Tentei imaginar de onde viria a água. Poderia ser uma mineral sem gás de 1,5 litro, como as que bebo do gargalo quando jogo bola. Ou uma das bojudas garrafas com tampa de plástico e abas retráteis que imitam as dos bules. Ou das de vidro verde elegante e opaco.


Decidi que vem da moringa de alumínio que a minha avó materna tinha, com o metal suado pelo frescor potável que prometia às gargantas mais áridas.


E, quando ela voltar, nua, trazendo aquele grande copo d'água nas suas mãos pequenas - nas quais ele ganhará a forma de um enorme balde transparente de vida -, o milagre efêmero da satisfação humana se recriará. Até que seja preciso outro gole dela.
AO CARNAVAL, UM MERECIDO EPÍLOGO
(publicada no Destak em 19.fev.2010)

Vestido como um dos 300 de Esparta, fui um dos muitos heróis do Carnaval mais quente dos últimos 50 anos no Rio. Com pés revestidos de esparadrapo e gaze para aguentar a sandália grega, caminhei por vários blocos, respeitei tradições e vi as novas serem criadas. Testemunhei a folia e posso decretar que, sim, a Belle Époque foi restaurada no Rio a partir de 2010.

Seduzi-me no Bloco das Trepadeiras, moças de finíssimo trato revestidas de galhos e folhas verdes, rebatizadas como Maria Sem-Vergonha, Comigo Ninguém Phode e Costela de Adão, entre outras. Vi Pedro Ladeira, candidato a candidato em 2010, homem que, de terno e gravata, ignorou a sensação térmica cinquentenária e distribuiu programa de governo que criminalizava o toco - ou seja, o fora - durante o Carnaval. Louco.

Vi escritores consagrados vestidos de empregada, ostentando bigodes freddie-mercuryanos, varrendo de si os fardos do dia a dia e criando personagens e cenários para o futuro melhor que a cidade merece deles.

Sei que Paulinho da Viola estava incógnito de árabe no formidável Sassaricando, na Glória, e mais não digo, porque Paulinho é assim, de imensa elegância e discrição.

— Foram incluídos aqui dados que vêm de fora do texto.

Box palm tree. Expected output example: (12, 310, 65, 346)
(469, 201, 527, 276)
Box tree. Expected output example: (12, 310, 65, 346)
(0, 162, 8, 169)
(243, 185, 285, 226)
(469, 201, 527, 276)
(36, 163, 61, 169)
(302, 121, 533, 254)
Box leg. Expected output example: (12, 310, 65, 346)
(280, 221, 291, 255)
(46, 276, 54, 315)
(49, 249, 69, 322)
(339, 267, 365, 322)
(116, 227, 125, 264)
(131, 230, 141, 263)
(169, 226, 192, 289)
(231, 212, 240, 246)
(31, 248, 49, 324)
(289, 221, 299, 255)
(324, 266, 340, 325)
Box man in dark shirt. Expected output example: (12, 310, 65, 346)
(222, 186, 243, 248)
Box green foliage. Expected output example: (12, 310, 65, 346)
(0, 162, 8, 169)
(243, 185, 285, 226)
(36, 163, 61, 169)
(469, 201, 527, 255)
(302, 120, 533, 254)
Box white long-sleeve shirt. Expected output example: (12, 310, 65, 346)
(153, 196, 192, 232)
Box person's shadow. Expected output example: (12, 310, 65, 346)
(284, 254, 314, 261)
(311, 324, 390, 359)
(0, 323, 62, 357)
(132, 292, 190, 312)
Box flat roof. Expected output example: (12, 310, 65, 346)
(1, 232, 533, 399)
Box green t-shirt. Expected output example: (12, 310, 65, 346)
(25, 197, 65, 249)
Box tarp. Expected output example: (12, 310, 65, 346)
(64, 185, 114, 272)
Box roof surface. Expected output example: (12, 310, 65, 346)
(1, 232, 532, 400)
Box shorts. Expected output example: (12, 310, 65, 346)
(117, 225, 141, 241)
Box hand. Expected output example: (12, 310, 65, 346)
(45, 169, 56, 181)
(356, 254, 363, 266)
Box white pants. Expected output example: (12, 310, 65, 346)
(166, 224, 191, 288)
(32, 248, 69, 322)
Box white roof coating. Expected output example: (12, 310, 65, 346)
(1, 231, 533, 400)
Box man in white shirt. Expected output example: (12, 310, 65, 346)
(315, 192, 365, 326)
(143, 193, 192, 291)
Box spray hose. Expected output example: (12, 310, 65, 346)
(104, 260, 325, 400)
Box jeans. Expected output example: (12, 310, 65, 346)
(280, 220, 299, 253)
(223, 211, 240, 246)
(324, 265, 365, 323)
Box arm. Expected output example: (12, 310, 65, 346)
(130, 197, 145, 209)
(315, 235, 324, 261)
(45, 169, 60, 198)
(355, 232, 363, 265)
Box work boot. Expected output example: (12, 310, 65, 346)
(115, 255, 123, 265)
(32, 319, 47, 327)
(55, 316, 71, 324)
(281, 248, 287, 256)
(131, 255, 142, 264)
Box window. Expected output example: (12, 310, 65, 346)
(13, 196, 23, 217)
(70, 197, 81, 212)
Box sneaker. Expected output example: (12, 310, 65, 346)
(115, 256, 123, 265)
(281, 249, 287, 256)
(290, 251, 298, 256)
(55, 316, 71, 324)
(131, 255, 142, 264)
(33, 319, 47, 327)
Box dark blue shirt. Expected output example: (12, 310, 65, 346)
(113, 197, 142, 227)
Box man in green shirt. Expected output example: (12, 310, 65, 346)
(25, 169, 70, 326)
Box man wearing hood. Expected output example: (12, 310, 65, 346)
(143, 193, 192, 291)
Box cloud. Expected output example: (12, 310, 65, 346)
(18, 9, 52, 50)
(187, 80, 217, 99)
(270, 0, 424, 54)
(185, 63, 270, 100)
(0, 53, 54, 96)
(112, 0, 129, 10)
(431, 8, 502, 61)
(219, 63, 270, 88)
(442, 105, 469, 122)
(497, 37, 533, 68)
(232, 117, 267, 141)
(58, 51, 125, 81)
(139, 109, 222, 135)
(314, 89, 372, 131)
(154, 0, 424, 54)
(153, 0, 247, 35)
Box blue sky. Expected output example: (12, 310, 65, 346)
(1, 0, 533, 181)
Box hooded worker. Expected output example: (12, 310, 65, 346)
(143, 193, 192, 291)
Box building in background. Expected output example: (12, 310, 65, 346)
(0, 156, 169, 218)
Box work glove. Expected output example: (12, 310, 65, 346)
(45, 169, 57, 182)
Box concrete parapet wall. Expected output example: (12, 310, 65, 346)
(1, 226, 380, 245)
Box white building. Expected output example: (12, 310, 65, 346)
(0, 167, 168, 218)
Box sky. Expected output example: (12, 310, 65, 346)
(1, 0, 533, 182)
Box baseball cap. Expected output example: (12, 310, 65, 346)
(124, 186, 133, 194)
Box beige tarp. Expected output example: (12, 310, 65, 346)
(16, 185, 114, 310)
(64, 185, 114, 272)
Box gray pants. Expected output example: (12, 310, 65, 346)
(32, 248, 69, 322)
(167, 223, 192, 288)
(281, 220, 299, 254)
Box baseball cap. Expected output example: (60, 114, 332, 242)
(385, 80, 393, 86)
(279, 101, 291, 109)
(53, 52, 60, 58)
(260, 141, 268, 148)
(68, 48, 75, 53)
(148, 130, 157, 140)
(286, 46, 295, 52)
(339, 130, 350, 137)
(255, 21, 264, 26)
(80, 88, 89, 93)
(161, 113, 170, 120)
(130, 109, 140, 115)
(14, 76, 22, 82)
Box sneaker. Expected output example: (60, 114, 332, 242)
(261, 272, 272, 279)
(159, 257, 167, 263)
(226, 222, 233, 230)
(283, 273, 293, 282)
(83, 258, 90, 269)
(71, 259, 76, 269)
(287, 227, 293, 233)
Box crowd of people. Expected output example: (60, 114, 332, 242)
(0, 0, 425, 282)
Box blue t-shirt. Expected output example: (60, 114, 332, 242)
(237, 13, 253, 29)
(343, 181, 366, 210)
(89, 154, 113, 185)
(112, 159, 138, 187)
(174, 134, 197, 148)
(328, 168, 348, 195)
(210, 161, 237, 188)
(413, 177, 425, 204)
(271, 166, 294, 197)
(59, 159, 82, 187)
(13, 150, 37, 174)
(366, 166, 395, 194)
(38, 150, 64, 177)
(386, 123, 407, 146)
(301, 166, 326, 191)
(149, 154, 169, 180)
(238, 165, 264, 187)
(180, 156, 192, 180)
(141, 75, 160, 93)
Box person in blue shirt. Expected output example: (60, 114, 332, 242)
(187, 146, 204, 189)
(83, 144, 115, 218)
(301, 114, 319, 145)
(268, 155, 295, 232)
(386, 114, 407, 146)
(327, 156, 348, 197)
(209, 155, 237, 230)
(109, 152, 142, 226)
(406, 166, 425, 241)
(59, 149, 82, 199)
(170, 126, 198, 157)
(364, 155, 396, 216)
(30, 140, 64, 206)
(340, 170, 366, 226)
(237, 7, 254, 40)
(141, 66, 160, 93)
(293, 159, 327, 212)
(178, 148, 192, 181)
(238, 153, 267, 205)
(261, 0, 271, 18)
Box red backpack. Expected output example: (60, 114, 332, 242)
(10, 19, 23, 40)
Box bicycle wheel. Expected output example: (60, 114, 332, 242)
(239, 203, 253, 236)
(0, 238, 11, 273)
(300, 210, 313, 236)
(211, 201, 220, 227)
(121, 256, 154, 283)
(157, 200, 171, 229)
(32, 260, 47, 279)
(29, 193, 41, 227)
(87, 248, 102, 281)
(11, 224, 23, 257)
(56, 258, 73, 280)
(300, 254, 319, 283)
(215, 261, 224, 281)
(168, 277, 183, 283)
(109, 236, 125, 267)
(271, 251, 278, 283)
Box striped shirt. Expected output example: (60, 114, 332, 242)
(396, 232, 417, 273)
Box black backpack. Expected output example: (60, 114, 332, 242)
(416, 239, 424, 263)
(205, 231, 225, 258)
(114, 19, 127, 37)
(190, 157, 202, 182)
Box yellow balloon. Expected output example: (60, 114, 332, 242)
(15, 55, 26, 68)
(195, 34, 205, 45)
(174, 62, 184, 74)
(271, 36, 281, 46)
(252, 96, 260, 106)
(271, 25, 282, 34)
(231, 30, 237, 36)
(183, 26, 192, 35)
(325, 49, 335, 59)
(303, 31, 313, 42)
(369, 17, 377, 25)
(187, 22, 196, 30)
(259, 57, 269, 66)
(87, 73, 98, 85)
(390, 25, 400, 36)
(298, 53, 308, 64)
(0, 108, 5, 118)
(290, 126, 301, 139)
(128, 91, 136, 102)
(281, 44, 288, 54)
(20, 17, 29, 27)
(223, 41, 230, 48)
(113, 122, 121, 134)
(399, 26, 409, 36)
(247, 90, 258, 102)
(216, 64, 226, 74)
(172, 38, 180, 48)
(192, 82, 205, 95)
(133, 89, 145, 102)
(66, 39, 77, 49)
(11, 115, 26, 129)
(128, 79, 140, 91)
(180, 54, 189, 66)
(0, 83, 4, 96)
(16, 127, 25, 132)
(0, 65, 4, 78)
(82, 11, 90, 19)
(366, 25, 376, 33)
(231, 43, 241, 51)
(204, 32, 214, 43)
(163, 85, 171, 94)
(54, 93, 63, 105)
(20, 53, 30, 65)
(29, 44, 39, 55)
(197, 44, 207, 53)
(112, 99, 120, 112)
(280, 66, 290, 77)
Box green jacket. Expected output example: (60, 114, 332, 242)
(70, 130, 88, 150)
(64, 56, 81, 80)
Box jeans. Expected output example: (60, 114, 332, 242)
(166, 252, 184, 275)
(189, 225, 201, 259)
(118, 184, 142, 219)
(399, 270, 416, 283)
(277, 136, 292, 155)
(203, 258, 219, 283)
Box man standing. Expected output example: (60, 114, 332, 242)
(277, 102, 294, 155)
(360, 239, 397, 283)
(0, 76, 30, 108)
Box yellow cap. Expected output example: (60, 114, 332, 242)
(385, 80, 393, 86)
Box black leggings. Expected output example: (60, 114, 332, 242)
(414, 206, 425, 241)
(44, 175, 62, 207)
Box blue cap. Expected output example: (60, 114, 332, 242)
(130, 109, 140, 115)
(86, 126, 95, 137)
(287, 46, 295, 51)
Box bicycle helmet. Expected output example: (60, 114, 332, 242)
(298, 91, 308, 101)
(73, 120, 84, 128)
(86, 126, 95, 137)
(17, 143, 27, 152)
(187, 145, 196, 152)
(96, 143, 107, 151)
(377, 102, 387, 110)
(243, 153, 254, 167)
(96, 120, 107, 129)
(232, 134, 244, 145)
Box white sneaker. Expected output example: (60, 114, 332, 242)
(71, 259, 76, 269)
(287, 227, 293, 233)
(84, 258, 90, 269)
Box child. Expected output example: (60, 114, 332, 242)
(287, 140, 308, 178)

Circulei no Boitatá, segui o Boi-Tolo e me impressionei com a fartura de carnes e carniças no baile de máscaras a céu aberto. Estar sem fantasia na Praça 15 e na 1º de Março era inafiançável até para os mais paulistas. Ali, gritava-se a plenos pulmões, parodiando Obina, que "O Rio é melhor que Salvador" - rivalidade que se instala por vias dúbias, como reação ao Choque de Ordem nos blocos (que, diga-se, foi saudável).

Subi o Volta, Alice! e desci a tempo de ver o Epa Rei atravessar ruas de pedestres no Centro, do Real Gabinete Português ao Consulado da Suécia, sem precisar comunicar à prefeitura. Aplaudi a ideia de usarmos o anfiteatro do Buraco do Lume e escalarmos depois os degraus da Alerj, triunfantes e espontâneos. Lá, soube por alto que Arruda ainda se vestia de Irmão Metralha numa jaula do DF.

Do sambódromo - juro! -, só soube na apuração, porque sou um Paulo Barros de mim mesmo.

Vi o Bagunça o Meu Coreto, o Último Gole e honrei os blocos de praça, em que crianças e adultos não precisam ser separados. Naqueles espaços, virei menino.

Vi a Orquestra Voadora varrer o parque do Flamengo sob sol inclemente e escassez de líquidos. Lembrou o sofrido Círio de Nazaré, mas soube que posteriormente veio a Era de Aquário sob as árvores de Burle Marx.

E com memórias que guardarei na retina, desarmei meu espartano torto (um rei Leônidas da Silva?) e fui trabalhar na quarta, depois do Me Beija que Sou Cineasta, certo de que jamais haverá Carnaval como este.